A car insurance contract is simpler to understand than you might think. The insurance contract generally consists of three sections: civil liability, property damage and personal injury, and additional coverage.
In Canada, all drivers are required to obtain a car insurance policy in their province of residence for damages caused to other parties. The minimum amount this insurance must be for varies from province to province, and ranges from $50,000 to $500,000. It is the only insurance that is mandatory in a car insurance contract. Our section on car insurance in Canada provides more detailed information on the minimum insurance required in your province.
Property Damage or Personal injury
Damage to your vehicle – These provisions apply if you are responsible for the accident, if your vehicle was not in operation or if no other vehicle was involved. This coverage protects you against fire, flood, theft, damage resulting from a collision, etc.

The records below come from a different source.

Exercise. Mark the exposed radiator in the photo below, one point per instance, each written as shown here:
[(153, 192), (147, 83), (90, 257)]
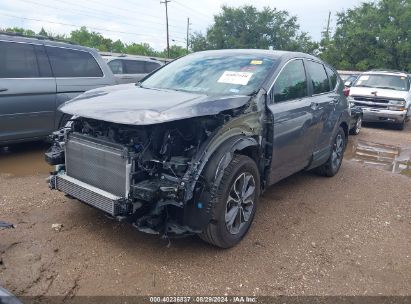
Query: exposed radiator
[(90, 195), (99, 164)]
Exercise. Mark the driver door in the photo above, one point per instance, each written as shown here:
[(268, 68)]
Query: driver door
[(295, 119)]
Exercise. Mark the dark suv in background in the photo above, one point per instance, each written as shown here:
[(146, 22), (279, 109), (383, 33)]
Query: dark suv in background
[(36, 77), (190, 148)]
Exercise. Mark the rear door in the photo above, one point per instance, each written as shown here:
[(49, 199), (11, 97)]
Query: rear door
[(27, 92), (295, 121), (326, 98)]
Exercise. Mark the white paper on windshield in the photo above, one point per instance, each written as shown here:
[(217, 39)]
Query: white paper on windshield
[(241, 78)]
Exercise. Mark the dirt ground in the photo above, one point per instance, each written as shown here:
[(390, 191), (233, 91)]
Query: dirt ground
[(347, 235)]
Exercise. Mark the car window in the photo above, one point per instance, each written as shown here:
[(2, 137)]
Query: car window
[(151, 66), (73, 63), (213, 74), (291, 83), (116, 66), (318, 77), (18, 60), (332, 76), (383, 81), (134, 67)]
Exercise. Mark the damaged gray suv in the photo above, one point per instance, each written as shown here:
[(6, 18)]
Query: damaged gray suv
[(190, 148)]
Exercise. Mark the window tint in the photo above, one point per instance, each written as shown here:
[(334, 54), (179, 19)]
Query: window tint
[(43, 61), (18, 60), (318, 77), (134, 67), (116, 66), (151, 66), (291, 83), (332, 76), (72, 63)]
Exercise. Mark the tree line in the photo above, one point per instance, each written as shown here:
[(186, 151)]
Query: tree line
[(375, 34), (96, 40)]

You can opt for coverage for specific types of damage, or for all-risk insurance, which coverages the whole of any kind of damage to your car.
Personal injury and medical costs – This coverage does not apply if your province has a public insurance system in place. It allows for compensation for medical costs, hospitalization, medication, etc.
Insurance companies offer a comprehensive range of optional insurance coverage plans to extend your coverage according to your needs. Within the insurance contract, these are known as endorsements. The most common endorsements in a car insurance contract include:
Replacement cost endorsement – This endorsement guarantees that new parts will be used when replacing damaged parts at no charge, if your vehicle can be repaired. If the vehicle is declared a total loss, the endorsement allows you to claim an indemnity for the full value of your car. A separate version of the replacement cost endorsement allows you to replace your damaged car (if declared a total loss) with a similar new-car model.
Coverage for a rental vehicle – If you are involved in an accident with a car you do not own (i.e. is rented), this endorsement covers any damages.
Depreciation coverage – The actual purchase value of your car will be taken into account if it requires replacement of any parts.
Car insurance policies can vary significantly from province to another, but keep in mind that every province generally disposes of a standard car insurance contract that conforms to provincial law. Contact your insurer if you would like to obtain a copy of the standard contract for your province, and don’t hesitate to ask them questions!